The only reason cryptocurrencies were able to succeed where free-banking has failed, is two-fold:

  1. For Bitcoin, because it was engineered to be impossible to kill. To shut it down you would need to turn off every computer running the Bitcoin software, in every country, at the same time, forever. Unenforceable.
  2. For stablecoins because they didn't threaten or try to replace the existing central bank money. But simply extended the rails from private bank databases to public blockchains (read: shared databases) which broadened the market size.

And for both; because no-one truly understood it, until it had already grown too large.

Once major players (BlackRock, major banks, pension funds, ...) hold crypto assets on their balance sheets, shutting it down means wiping out their holdings. These are the same institutions that fund political campaigns and have direct lines to treasury departments.

This would be political suicide and look authoritarian to the public instead of prudent. Image is still a concern.

As response to this threat to sovereingty, we're seeing a push towards a digital euro, digital dollar, digital pound and digital yen. The central bank digital currency (CBDC) as state alternative before private players capture the market further - A direct bank account with the government.

The pitch is financial inclusion and cheaper transfers but the covert prize; better tax enforcement. The first two are real problems which stablecoins have already solved better. And the third is really not a technical problem, but a consent issue.

The modern world simply does not consent to its tax rate anymore. You cannot fix a consent issue with a compliance hammer.

The implementation of the digital renminbi in China is instructive and cautionary:

  • Programmable restrictions - Money that expires or can't be spend on certain categories.
  • Total financial surveillance. Every transaction monitored, grouped, profiled and analyzed.
  • Spending limits/saving caps. Limiting the amount you can receive, send or hold.
  • Financial exclusion - Revoking your right to earn and spend (exist?) at the push of a button.
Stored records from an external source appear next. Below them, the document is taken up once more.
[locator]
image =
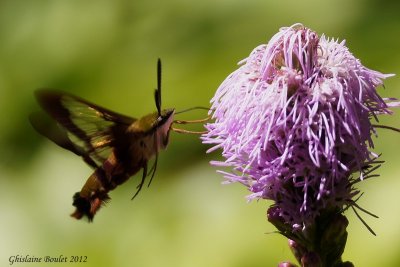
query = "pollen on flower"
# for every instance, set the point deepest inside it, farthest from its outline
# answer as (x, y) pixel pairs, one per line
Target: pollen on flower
(293, 123)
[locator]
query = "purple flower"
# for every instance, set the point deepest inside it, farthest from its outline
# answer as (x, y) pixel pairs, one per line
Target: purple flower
(293, 123)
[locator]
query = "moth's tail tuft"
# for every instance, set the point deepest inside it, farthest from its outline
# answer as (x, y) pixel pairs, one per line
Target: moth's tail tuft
(87, 207)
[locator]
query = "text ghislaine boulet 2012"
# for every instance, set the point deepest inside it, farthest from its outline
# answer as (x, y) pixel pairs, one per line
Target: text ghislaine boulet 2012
(45, 259)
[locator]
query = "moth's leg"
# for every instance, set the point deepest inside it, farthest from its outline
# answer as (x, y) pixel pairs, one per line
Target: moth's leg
(140, 185)
(153, 170)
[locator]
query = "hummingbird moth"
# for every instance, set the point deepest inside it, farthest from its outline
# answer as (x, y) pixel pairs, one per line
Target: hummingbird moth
(114, 145)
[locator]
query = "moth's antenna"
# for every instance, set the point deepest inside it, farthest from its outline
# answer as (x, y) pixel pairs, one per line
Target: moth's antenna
(157, 92)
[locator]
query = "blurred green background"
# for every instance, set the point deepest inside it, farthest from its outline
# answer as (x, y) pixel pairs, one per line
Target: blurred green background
(106, 51)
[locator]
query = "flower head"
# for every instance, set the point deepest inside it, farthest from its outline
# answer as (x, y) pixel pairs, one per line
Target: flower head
(293, 121)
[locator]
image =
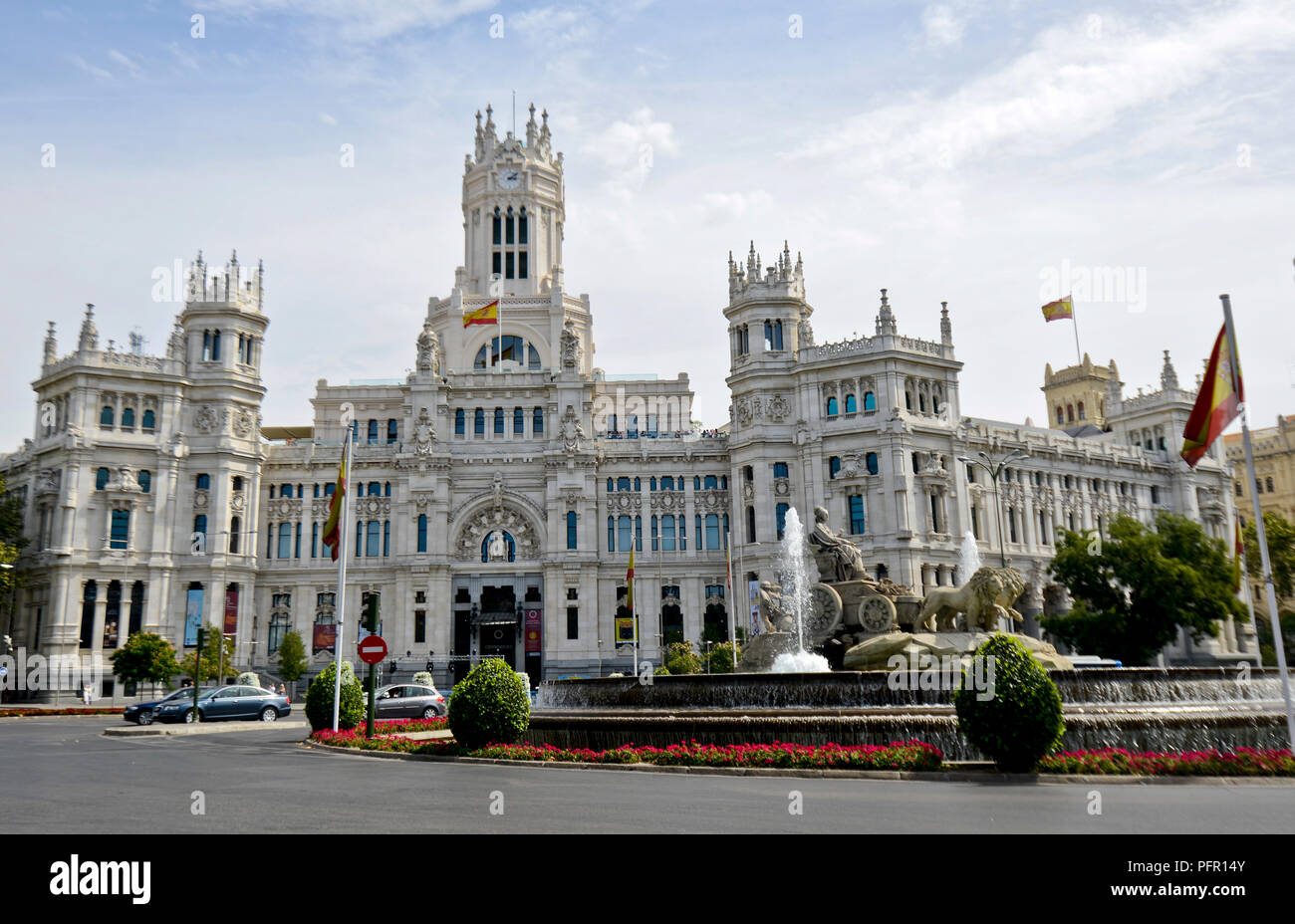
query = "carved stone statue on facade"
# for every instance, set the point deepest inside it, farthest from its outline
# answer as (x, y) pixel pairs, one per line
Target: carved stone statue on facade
(428, 346)
(423, 434)
(843, 558)
(570, 346)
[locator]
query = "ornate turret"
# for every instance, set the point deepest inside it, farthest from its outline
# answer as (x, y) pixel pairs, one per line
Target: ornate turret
(885, 319)
(89, 340)
(1168, 375)
(51, 346)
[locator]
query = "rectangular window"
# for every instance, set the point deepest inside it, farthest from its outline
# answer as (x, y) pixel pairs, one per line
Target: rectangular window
(856, 514)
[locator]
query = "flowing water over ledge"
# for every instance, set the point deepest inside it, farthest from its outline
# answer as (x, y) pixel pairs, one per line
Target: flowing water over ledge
(1136, 708)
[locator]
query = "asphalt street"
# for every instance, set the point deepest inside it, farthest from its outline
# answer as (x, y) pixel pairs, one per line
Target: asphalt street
(63, 776)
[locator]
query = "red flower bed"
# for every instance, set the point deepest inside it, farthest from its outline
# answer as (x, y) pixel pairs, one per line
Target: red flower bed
(1239, 763)
(70, 711)
(898, 756)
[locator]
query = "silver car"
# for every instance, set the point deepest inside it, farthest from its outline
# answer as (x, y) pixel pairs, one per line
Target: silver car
(408, 700)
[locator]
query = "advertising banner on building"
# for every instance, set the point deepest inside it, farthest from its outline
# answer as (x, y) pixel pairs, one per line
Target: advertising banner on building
(231, 611)
(532, 631)
(324, 638)
(192, 616)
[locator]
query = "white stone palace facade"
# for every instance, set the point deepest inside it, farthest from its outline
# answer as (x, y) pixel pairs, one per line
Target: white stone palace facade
(499, 487)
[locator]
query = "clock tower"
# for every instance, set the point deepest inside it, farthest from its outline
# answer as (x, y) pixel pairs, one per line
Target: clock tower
(513, 211)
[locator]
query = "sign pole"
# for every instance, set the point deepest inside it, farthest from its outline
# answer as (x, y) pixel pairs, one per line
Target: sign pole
(344, 531)
(1260, 534)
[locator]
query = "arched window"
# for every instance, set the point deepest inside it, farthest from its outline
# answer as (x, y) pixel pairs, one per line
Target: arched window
(121, 530)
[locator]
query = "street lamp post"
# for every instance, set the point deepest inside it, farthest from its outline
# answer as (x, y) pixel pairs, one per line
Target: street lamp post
(995, 469)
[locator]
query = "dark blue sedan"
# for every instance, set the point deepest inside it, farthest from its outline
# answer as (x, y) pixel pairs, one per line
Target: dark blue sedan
(231, 702)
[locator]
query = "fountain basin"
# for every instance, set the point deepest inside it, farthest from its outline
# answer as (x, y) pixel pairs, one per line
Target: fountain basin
(1135, 708)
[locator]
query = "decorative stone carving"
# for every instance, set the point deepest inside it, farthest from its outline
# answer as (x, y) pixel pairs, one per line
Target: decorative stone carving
(423, 434)
(570, 346)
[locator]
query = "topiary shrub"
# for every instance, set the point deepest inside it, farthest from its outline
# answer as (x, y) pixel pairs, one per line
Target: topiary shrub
(1022, 720)
(490, 705)
(319, 699)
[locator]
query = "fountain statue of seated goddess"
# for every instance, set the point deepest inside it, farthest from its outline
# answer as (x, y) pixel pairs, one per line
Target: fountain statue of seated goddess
(842, 557)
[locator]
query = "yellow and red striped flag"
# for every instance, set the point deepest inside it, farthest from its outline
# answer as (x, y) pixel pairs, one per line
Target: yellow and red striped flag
(1217, 404)
(333, 526)
(486, 315)
(1061, 310)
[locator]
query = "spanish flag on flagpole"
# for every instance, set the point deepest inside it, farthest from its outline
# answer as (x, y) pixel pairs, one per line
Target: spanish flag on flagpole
(1061, 310)
(1217, 404)
(486, 315)
(333, 526)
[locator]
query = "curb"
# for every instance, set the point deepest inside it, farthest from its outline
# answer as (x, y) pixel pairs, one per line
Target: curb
(918, 776)
(198, 729)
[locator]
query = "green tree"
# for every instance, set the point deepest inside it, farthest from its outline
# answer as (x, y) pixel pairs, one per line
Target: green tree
(211, 659)
(292, 657)
(1135, 589)
(1281, 553)
(145, 659)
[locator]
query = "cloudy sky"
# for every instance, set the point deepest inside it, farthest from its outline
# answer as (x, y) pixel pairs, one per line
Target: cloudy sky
(974, 151)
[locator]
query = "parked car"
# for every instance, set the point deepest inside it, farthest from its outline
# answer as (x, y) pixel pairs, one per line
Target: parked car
(408, 700)
(228, 702)
(143, 713)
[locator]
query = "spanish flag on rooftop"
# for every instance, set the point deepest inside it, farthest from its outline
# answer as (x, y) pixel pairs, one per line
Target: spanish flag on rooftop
(1061, 310)
(486, 315)
(1217, 404)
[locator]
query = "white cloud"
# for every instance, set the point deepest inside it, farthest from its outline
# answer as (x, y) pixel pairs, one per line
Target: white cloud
(89, 68)
(133, 69)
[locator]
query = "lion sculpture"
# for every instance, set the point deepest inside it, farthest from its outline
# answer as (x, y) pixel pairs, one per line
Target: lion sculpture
(985, 598)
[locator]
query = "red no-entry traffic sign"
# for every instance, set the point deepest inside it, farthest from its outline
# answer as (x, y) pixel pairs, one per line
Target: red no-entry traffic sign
(372, 648)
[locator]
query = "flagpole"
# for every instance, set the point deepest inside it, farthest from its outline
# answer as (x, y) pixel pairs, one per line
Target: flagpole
(1260, 534)
(344, 530)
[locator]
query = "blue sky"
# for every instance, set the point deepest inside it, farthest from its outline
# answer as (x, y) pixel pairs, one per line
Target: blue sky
(956, 150)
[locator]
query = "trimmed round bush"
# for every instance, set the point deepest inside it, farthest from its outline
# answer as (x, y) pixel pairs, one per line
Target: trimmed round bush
(490, 705)
(1022, 720)
(319, 699)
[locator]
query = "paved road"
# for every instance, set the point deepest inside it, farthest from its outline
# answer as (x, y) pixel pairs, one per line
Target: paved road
(61, 776)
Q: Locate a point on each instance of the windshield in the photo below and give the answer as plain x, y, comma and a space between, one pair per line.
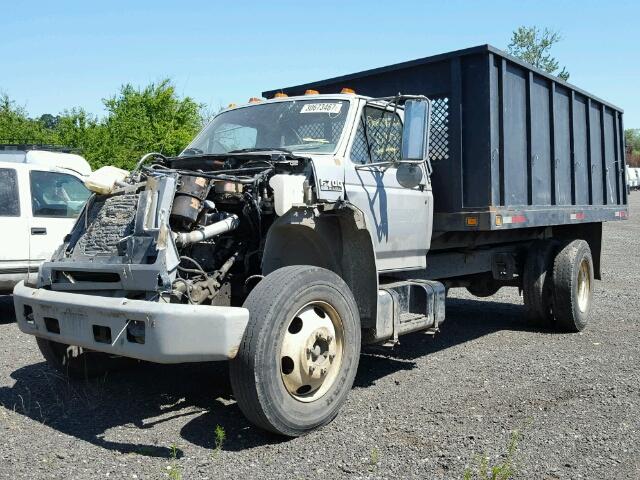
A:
296, 125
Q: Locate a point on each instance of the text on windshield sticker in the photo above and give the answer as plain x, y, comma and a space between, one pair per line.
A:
321, 108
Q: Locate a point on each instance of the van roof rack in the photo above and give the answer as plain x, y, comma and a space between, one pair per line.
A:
25, 147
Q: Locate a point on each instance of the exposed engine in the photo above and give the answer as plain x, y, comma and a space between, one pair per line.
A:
187, 230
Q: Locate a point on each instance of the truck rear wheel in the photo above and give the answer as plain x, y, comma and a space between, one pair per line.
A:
78, 363
537, 282
573, 286
300, 352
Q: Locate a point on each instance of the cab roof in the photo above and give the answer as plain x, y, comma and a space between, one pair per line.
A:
47, 158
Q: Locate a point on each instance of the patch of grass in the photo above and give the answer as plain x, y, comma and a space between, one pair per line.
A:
221, 436
503, 470
173, 469
374, 458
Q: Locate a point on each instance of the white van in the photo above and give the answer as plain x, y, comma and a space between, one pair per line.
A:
41, 194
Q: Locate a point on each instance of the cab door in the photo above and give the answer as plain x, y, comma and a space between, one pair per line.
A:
14, 238
56, 201
398, 218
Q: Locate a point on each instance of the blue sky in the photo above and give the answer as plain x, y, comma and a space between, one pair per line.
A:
57, 55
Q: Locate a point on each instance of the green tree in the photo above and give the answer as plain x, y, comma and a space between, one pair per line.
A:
534, 45
138, 121
632, 140
17, 127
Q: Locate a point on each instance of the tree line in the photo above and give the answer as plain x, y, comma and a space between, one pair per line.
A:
155, 118
137, 121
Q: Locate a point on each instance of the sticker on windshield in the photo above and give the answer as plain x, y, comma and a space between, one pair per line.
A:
322, 108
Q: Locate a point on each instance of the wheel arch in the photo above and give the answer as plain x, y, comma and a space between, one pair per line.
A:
337, 240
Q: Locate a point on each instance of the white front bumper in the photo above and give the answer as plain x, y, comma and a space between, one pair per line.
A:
173, 333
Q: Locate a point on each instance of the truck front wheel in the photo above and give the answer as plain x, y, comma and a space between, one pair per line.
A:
78, 363
573, 286
299, 355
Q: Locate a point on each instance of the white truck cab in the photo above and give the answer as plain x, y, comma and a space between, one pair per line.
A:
41, 194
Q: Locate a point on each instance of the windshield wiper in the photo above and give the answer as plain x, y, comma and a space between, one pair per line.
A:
250, 150
192, 151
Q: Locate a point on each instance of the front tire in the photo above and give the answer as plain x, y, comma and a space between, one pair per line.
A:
300, 351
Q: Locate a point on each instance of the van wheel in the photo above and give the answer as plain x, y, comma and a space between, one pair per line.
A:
78, 363
300, 351
537, 282
573, 286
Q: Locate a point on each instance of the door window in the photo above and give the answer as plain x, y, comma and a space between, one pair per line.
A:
56, 194
9, 198
378, 137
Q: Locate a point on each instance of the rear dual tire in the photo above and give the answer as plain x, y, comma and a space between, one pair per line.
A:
558, 284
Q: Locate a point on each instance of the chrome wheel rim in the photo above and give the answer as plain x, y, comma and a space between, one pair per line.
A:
312, 350
584, 285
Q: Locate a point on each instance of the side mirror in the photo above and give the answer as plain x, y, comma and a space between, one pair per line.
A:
415, 131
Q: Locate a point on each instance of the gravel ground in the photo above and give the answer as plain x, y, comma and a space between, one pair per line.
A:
427, 409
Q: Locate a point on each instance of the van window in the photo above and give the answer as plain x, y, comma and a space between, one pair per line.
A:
56, 194
9, 198
384, 133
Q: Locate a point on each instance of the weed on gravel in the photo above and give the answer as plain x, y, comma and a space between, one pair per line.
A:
504, 470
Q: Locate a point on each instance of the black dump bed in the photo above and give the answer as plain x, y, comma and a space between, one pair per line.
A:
511, 146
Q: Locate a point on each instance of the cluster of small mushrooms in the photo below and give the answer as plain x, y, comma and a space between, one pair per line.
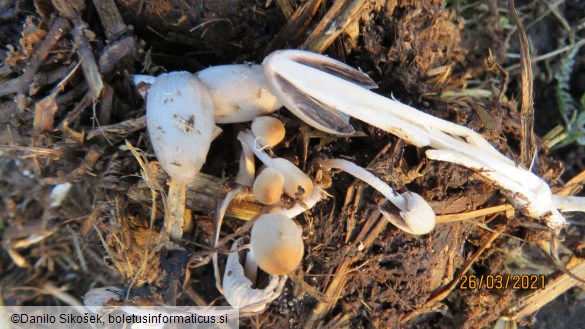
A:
183, 108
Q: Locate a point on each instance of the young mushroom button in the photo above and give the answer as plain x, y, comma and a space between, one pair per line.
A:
277, 244
417, 215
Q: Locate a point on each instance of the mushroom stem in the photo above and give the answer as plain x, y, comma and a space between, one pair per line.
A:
367, 177
175, 220
217, 221
251, 268
296, 182
417, 216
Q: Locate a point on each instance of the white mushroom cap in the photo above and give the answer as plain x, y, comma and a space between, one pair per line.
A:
237, 288
419, 218
417, 215
179, 117
98, 297
240, 92
277, 243
269, 130
268, 186
295, 180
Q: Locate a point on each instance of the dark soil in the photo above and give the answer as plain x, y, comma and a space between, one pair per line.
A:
416, 52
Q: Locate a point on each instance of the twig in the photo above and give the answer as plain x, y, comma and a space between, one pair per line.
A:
110, 17
58, 28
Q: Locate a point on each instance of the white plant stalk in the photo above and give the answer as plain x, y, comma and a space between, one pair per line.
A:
297, 78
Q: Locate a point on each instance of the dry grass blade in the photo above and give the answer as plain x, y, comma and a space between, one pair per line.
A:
527, 145
341, 14
441, 219
295, 26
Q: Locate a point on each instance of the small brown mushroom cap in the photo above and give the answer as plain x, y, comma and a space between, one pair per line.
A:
270, 130
277, 243
268, 186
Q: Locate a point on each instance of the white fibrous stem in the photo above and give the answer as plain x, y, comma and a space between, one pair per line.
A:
177, 197
218, 221
247, 166
453, 143
368, 178
417, 216
569, 203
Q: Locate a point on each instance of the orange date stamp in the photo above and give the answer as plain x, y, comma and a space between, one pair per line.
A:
505, 281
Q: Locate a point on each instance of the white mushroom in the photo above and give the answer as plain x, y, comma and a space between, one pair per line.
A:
238, 289
417, 215
179, 117
277, 243
239, 92
268, 186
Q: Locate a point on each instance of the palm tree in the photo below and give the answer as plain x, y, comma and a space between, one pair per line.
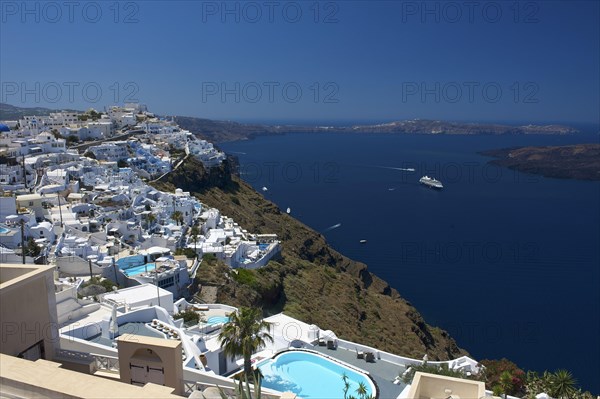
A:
506, 383
562, 384
346, 385
177, 216
244, 334
362, 390
194, 233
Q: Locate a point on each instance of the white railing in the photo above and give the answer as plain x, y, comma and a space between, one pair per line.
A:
106, 363
65, 354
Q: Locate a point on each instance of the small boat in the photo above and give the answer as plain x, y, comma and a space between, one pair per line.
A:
431, 182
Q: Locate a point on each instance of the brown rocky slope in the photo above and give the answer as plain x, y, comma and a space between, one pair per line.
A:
310, 281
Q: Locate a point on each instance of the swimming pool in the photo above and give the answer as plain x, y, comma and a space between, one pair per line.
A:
134, 265
135, 270
217, 319
310, 375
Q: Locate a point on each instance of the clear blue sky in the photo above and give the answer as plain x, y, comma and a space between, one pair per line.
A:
351, 60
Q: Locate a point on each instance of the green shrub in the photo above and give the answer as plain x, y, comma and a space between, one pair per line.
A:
245, 276
188, 316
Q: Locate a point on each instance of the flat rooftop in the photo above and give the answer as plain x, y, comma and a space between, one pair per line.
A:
23, 378
12, 274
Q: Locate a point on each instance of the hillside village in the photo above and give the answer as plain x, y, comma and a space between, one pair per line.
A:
98, 266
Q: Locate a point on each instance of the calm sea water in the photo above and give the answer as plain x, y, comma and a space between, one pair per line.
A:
507, 262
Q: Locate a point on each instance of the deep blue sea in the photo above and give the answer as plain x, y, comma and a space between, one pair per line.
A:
507, 262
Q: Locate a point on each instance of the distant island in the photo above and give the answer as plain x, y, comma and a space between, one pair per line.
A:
579, 161
222, 131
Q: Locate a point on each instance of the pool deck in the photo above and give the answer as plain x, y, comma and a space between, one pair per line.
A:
382, 372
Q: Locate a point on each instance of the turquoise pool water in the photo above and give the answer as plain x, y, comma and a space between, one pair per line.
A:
310, 375
217, 319
134, 265
135, 270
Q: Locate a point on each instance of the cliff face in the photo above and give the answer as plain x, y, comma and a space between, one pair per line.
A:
310, 281
579, 161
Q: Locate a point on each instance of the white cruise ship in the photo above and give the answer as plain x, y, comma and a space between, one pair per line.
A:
431, 182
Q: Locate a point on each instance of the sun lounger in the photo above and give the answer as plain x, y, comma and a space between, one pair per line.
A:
360, 354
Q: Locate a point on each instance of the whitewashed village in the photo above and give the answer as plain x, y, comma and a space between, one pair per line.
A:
77, 207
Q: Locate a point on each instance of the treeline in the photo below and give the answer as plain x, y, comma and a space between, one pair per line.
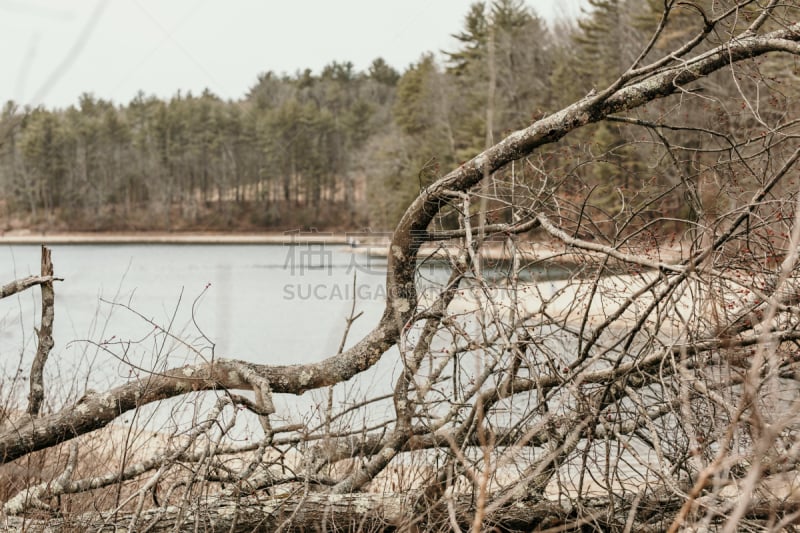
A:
344, 148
It is omitted from the brochure, but that's what the technology enables. And I doubt it'll be open source to allow verification.

The outcome depends entirely on what people choose to save in. The strength of a currency solely depends on the number of people willing to hold it. Coercion can sway that balance, but not change that fact.

And crypto has restored that right to choose. That- fundamentally - is the true innovation.

In the short term, I believe the world will trend toward more surveillance and authoritarianism under the guise of fighting crime. But just as the printing press destroyed the church's monopoly on information, cryptocurrency will do the same to the monopoly on money.

And society will be better off because of it.